Is this a method that people can get behind or should we rethink this approach to do something "cleaner"? This approach might present a compatibility issue in certain scenarios where someone sends messages in an older wire format than the broker is using for on-disk storage as specified by log.message.format.version. The broker would convert the message before storing it on disk, however it would not be able to convert the encrypted record contained within, thus there is a potential for records coming out of a cluster in an older wire format than one would expect. I'm not sure that this would actually create issues in practice as the record would still contain the correct magic byte for version detection. A potential issue I could think of is when the difference in versions becomes so large that the consumer does not support the version of the encrypted message anymore, but this seems like a bit of a stretch.
Compatibility, Deprecation, and Migration Plan
The initial idea was to offer a second alternative for configuring encryption without broker changes by adding parameters to the client libraries. However, this would necessitate storing keys somewhere, passing them into the clients and manually performing rollovers - all of which would encourage insecure behavior and provide a false sense of security to the end user. The decision was for this KIP to focus on providing a proper implementation with all these features.

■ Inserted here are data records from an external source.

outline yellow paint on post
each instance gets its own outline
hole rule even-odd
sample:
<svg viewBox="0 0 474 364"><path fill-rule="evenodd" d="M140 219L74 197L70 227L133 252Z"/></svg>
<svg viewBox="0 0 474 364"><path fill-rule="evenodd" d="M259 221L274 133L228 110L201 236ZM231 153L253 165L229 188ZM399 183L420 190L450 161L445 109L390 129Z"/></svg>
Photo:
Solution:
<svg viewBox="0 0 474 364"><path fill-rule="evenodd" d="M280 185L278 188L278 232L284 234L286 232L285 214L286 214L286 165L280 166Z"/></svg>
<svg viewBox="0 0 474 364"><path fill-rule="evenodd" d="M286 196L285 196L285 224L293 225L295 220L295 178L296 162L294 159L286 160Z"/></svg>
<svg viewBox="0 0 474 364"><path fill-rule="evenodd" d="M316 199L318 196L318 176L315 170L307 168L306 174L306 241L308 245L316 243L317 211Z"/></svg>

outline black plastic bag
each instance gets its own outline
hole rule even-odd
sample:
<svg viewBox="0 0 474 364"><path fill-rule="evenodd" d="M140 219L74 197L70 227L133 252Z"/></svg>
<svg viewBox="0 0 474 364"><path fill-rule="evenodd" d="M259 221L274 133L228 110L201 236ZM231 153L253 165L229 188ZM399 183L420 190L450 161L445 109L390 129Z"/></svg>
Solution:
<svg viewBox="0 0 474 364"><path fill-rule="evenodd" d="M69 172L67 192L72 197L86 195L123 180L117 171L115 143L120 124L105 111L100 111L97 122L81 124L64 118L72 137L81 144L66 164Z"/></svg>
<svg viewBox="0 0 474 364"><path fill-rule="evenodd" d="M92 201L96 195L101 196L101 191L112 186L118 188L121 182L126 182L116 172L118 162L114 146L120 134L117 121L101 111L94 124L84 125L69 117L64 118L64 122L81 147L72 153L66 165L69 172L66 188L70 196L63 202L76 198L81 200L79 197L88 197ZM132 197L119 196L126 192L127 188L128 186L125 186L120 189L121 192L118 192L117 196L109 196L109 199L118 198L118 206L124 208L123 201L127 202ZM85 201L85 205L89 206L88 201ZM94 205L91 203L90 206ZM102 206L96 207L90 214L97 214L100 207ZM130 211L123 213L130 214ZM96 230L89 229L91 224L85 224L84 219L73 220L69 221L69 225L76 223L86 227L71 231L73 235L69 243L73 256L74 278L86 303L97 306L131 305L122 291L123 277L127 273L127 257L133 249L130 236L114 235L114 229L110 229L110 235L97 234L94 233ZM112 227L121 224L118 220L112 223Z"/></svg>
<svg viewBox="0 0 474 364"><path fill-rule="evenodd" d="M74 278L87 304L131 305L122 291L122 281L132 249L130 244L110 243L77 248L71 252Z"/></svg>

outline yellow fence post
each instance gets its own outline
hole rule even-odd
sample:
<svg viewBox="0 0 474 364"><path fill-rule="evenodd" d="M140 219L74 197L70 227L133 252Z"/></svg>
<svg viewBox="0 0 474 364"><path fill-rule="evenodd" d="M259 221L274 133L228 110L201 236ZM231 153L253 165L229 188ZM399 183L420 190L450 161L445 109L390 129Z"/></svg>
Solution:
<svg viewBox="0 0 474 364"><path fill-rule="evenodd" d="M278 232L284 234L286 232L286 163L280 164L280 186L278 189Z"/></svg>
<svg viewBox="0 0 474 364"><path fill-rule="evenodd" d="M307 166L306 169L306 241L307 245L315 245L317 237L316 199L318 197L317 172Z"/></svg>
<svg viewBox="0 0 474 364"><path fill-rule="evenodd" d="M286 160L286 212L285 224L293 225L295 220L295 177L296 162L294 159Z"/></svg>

Keys will not be stored as part of the message as this would invoke a very large overhead. For Hadoop the key is stored in the metadata of each file, which is a feasible approach for large files. For Kafka a message is usually quite small, so the key might actually end up being bigger than the message itself.
Key Retrieval from the storage topic will not be implemented in the client code by simply subscribing to the keys topic to limit network activity and enable applying ACLs to key retrieval requests. KMS also authorizes requests, but there is no reason to have the keys topic world readable and allow everybody to retrieve all encrypted keys at his leisure.